ABIDJAN – Plus de 8 500 sites illégaux démantelés en cinq ans, 4 474 personnes déférées et près de 136 kilogrammes d’or saisis. Face à un orpaillage clandestin qui résiste aux opérations de répression, le débat évolue en Côte d’Ivoire : faut-il uniquement durcir la lutte ou accélérer parallèlement la création d’une véritable filière artisanale légale ?
Le Groupement des artisans miniers de Côte d’Ivoire (GRAMCI) a choisi son camp. Dans une déclaration rendue publique le 28 août 2026 à Abidjan, l’organisation soutient la fermeté de l’État contre les exploitations clandestines, mais rejette l’idée d’un moratoire qui toucherait également les opérateurs légalement autorisés. Elle plaide plutôt pour une accélération de la formalisation et de la professionnalisation de la petite mine.
Une position défendue notamment par son premier vice-président, Eugène Malan, qui appelle à ne pas placer dans une même catégorie les exploitants clandestins et ceux qui exercent dans un cadre réglementé.
Une lutte qui a déjà mobilisé d’importants moyens
L’ampleur du phénomène apparaît dans le dernier bilan officiel présenté par le Conseil national de sécurité.
Entre 2021 et le premier semestre 2026, plus de 8 500 sites d’orpaillage illégal ont été déguerpis sur le territoire ivoirien. Les opérations ont également conduit au défèrement de 4 474 personnes, dont 65 % d’étrangers, ainsi qu’à la saisie de plus de 960 millions de FCFA et d’environ 136 kilogrammes d’or.

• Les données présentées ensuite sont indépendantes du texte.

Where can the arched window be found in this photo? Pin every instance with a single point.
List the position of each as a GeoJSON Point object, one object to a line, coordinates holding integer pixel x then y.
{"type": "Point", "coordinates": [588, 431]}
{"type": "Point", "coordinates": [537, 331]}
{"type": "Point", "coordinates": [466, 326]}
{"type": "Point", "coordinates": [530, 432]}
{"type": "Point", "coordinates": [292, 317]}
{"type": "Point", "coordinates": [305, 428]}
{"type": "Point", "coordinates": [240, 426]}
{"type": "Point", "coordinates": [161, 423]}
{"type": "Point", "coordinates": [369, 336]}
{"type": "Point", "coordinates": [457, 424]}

Malgré ces résultats, les autorités reconnaissent que le phénomène persiste et tend même à s’étendre dans plusieurs parties du pays.
Pour l’État, les conséquences dépassent largement le secteur minier. L’exploitation clandestine affecte les ressources en eau, les terres agricoles et les écosystèmes, tout en posant des problèmes de sécurité et de contrôle des ressources économiques nationales.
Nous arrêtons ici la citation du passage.